Gunmen kill Ahmadi man in Attock

The victim, a former air force official, was returning home from his shop during the incident

ISLAMABAD:
Gunmen in Attock have shot dead a retired air force official who was a member of the country's Ahmadi minority, police said Thursday, bringing to seven the number of people killed in violence against the persecuted community this year.

The incident took place in Attock district, around 64 kilometres north of Islamabad on Wednesday, a spokesman for the community said.

"Latif Aalam Butt, a well-known Ahmadi was killed outside his house in Kamra, district Attock. He was returning home from his stationery store, when unknown assailants repeatedly fired at him," Saleem ud Din said.

Local police also confirmed the incident, adding that Butt was 62. It was not immediately clear what role he had served in the air force.

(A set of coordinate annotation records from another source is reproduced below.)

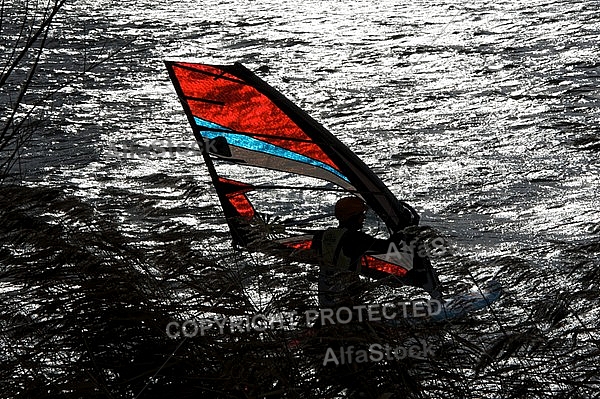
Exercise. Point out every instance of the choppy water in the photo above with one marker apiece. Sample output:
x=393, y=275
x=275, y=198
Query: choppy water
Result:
x=483, y=115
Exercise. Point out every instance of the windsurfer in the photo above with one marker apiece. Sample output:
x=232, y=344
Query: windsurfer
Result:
x=340, y=251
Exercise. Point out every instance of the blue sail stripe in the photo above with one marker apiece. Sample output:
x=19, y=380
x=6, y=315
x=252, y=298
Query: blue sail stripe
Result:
x=243, y=141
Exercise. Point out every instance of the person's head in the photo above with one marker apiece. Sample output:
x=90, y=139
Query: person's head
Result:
x=350, y=211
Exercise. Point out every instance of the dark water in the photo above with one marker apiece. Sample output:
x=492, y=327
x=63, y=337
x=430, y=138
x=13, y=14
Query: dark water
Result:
x=482, y=115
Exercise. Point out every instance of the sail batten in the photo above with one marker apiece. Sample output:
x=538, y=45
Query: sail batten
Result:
x=241, y=119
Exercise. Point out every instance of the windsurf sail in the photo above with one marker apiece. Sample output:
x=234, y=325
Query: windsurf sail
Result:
x=276, y=170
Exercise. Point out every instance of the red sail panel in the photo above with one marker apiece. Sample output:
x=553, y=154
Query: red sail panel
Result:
x=242, y=205
x=383, y=266
x=225, y=100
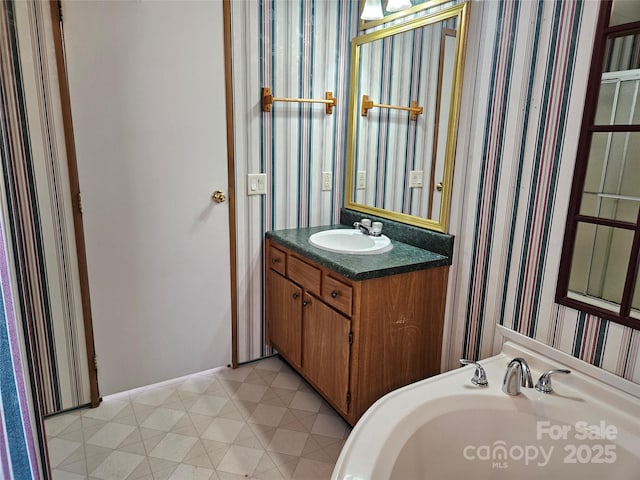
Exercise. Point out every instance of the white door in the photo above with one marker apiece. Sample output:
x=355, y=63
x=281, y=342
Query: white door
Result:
x=147, y=94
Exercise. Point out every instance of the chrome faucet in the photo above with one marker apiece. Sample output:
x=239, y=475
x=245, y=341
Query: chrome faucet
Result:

"The victim's son filed an application here at the police station today," local police official Qasim Ali told AFP.


"According to his son's account, the victim owned a stationery shop in Saddar market and was returning home from his shop during the incident."

Butt's neighbour reported the incident and he was pronounced dead upon arrival at the local hospital, Ali quoted the son as saying.

Agitation against the group began as early as the 1950s, eventually culminating in a constitutional amendment in 1974 that ruled the group non-Muslims -- making Pakistan the only state to adopt such a policy.

Gunmen shot dead an Ahmadi doctor in the southern city of Mirpur Khas last month. In July, an angry mob torched an Ahmadi neighbourhood in the city of Gujranwala, killing a woman and two girls after a local Ahmadi boy was accused of blasphemy.

The worst attack in recent times came in 2010 when an assault on Ahmadi mosques in Lahore killed nearly 100 people.